Conditions for fracturing are a primary control on the behaviour of volcanic systems, especially during the approach to eruption. We here present the results of deformation experiments under simulated volcanic conditions on a porhyritic andesite from ancestral Mount Shasta. Andesite was chosen as a representative material because it is common at subduction-zone volcanoes, among both erupted products and country rock. We deformed the lava in tension and triaxial compression tests at strain rates of 10− 5 s− 1, confining pressures from 0 to 50 MPa and temperatures up to 900 °C. We also concurrently recorded acoustic emissions (AE), in order to monitor cracking activity.
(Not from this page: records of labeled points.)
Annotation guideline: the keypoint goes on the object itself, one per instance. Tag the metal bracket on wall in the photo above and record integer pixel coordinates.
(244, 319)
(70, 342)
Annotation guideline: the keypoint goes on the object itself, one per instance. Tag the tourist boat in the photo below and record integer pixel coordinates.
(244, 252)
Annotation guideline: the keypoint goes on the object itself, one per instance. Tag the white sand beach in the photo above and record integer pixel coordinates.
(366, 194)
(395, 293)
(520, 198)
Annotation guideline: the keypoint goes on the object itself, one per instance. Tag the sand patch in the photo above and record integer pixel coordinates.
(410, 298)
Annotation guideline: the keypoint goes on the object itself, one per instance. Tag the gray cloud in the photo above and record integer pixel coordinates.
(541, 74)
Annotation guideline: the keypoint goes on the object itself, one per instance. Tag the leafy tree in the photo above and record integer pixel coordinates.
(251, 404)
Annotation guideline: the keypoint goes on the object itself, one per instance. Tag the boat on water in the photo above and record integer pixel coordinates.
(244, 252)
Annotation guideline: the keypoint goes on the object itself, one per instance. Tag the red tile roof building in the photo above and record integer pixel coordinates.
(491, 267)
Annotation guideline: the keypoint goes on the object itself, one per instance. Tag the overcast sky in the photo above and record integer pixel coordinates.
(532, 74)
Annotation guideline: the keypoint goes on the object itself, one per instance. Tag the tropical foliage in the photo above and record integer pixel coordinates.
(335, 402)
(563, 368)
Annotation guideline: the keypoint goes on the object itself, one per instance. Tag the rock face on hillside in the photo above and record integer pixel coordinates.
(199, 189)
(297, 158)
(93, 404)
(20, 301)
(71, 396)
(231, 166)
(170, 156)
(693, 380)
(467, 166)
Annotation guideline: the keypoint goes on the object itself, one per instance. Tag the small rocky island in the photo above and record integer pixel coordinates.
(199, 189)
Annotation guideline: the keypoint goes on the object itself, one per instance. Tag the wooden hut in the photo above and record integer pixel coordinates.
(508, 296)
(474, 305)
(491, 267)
The results show that deformation behaviour changes significantly in the temperature range 600–750 °C. Thus, as temperatures increased across this interval, the tensile fracture toughness increased from 2.5 ± 0.5 MPa m1/2 to 3.5 ± 1 MPa m1/2, the compressive strength decreased from 110 ± 30 MPa to 55 ± 35 MPa (at 900 °C) and the corresponding Youngʹs Modulus decreased from 20 ± 4 GPa to 6 ± 4 GPa. The changes occur when the deformation of the sample changes from elastic–brittle to brittle–ductile behaviour, which we attribute to the blunting of crack tips due to melting of the glass phase and enhanced crystal plasticity at high temperature. AE activity was observed in all experiments, indicating that earthquakes can be generated not only in country rock, but also in hot magma, such as may be found in lava domes and at the margins of magma conduits. In addition, the trends in accelerating AE event rates before sample failure were comparable to those seen in earthquakes before some volcanic eruptions and a minimum in the seismic b-value coincided with sample failure. Applied to volcanic systems, the results suggest that (1) andesite strength and elasticity will not be affected by temperature or pressure beyond ~ 10–100 m from active magma, (2) before eruptions, fractures propagate preferentially through weaker horizons in a mechanically heterogeneous volcano, and (3) volcanic rocks have characteristic seismic b-values that are perturbed during the approach to bulk failure. Each of these conditions provides quantitative constraints on models for seismic precursors to eruption or intrusion.